1.4 GitHub Structure

1.4.1 Project Repository Structure

The structure of each emlab repository on GitHub will likely vary depending on the needs of the project, but the following structure is suggested as a starting point.

A documents (or docs) folder may be useful for storing code files that are used to generate text-based documents or presentations. Types of files that might live here include things like markdown files.

A results folder may be useful for storing plots or other types of results generated by the project. Some discretion needs to be used here, as some results may actually be considered to be “processed” or “output” data. However, results in the form of figures or workspace image files might live here.

A scripts folder may be useful for storing the code files that do everything from processing the raw data to running the analysis and generating outputs.

A functions folder may be useful for storing the code files in which functions that are used by many scripts many be stored.

Different types of projects may require more or fewer folders and these are only meant to act as suggestions. Regardless, the structure of the repository should be sufficiently organized such that it can be easily navigated and understood by others by the time the project is completed.

1.4.2 A repo inside a repo

Sometimes, a project may have more than one paper or analysis sections. On some corner scenarios, we might want to have multiple “paper folders” within a “project folder”. This would imply that we will have a repo inside a repo. If that is something that makes sense for you, your project, and your team, then git submodules are your solution. If you want to read more on when / how to use submodules, visit the documentation page here.

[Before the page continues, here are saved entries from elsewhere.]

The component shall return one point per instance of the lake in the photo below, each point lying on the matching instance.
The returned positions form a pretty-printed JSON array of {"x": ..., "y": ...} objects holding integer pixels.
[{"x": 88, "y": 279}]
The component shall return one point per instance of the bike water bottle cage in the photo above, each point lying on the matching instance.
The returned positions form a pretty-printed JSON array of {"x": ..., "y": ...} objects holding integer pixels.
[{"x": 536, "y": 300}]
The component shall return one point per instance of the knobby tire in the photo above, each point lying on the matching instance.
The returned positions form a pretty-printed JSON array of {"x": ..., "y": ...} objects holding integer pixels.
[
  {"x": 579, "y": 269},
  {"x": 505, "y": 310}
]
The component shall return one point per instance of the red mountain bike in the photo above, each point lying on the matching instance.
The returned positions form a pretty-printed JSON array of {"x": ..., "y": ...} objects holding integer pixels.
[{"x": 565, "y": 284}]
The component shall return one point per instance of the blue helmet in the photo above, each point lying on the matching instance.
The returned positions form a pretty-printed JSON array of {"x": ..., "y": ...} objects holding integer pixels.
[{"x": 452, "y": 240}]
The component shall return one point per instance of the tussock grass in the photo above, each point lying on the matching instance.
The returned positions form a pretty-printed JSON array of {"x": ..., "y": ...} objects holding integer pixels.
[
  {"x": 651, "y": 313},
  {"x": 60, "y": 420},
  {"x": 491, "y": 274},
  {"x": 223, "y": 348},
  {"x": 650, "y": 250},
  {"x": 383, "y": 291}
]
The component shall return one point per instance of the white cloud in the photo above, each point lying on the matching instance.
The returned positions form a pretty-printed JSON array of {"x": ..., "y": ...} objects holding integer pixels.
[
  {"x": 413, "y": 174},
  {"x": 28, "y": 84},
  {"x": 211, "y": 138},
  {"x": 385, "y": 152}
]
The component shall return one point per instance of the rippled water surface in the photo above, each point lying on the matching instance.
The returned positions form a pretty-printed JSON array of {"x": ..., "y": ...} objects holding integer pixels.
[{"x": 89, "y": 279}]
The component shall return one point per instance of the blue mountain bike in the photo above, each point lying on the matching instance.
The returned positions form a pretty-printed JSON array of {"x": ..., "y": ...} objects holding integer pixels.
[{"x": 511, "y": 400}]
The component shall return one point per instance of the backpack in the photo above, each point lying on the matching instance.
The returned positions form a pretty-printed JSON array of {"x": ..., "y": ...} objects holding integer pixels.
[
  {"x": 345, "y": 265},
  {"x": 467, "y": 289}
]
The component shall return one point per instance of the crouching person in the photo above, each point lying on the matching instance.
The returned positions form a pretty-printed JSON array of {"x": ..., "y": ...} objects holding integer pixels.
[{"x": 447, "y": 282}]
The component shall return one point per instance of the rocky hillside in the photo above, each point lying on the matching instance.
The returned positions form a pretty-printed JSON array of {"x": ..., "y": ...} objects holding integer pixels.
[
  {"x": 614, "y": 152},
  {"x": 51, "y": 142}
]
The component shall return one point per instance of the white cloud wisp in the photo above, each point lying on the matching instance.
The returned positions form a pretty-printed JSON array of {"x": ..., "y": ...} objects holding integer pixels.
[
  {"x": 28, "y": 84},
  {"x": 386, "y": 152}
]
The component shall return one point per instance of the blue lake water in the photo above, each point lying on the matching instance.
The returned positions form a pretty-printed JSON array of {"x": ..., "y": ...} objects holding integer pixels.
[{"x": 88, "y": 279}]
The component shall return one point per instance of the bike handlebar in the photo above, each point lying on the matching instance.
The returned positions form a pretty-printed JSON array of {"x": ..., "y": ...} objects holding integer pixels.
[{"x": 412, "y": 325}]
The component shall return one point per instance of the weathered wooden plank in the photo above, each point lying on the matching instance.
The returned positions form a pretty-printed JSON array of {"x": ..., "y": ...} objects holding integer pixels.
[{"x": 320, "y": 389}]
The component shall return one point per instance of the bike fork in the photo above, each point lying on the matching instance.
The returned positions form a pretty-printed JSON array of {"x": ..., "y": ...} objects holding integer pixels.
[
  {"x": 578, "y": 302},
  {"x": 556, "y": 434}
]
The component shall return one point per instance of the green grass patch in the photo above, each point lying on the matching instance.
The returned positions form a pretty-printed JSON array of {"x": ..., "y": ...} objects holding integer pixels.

Including submodules in your workflow is simple. Here’s an example. you are working on a big project called “Blue Future”. The project has six PIs, 13 Research Specialists, two PostDocs, and three PhD Students. After a long kick-off meeting, the team realizes that the project will produce two papers and a ShinyApp. You are all determined to keep everything on the same folder, but correctly categorized and organized. As such, you go to GitHub and create the following four repositories:

  • Blue Future
  • Paper 1
  • Paper 2
  • ShinyApp

You’ll clone the Blue Future repo into your comuter, using the usual:

git clone https://github.com/emlab-ucsb/BlueFuture.git

Now, instead of cloning the repos for each paper and the app into their own folder, you’ll navigate into your local BlueFuture folder. Then, instead of cloning them there, you can just do:

git submodule add https://github.com/emlab-ucsb/Paper1.git

This will clone the Paper 1 repo, but not without first telling the BlueFuture repo about it (just so that you don’t end up tracking things twice). You can repeat the operation for Paper2 and ShinyApp. That’s it!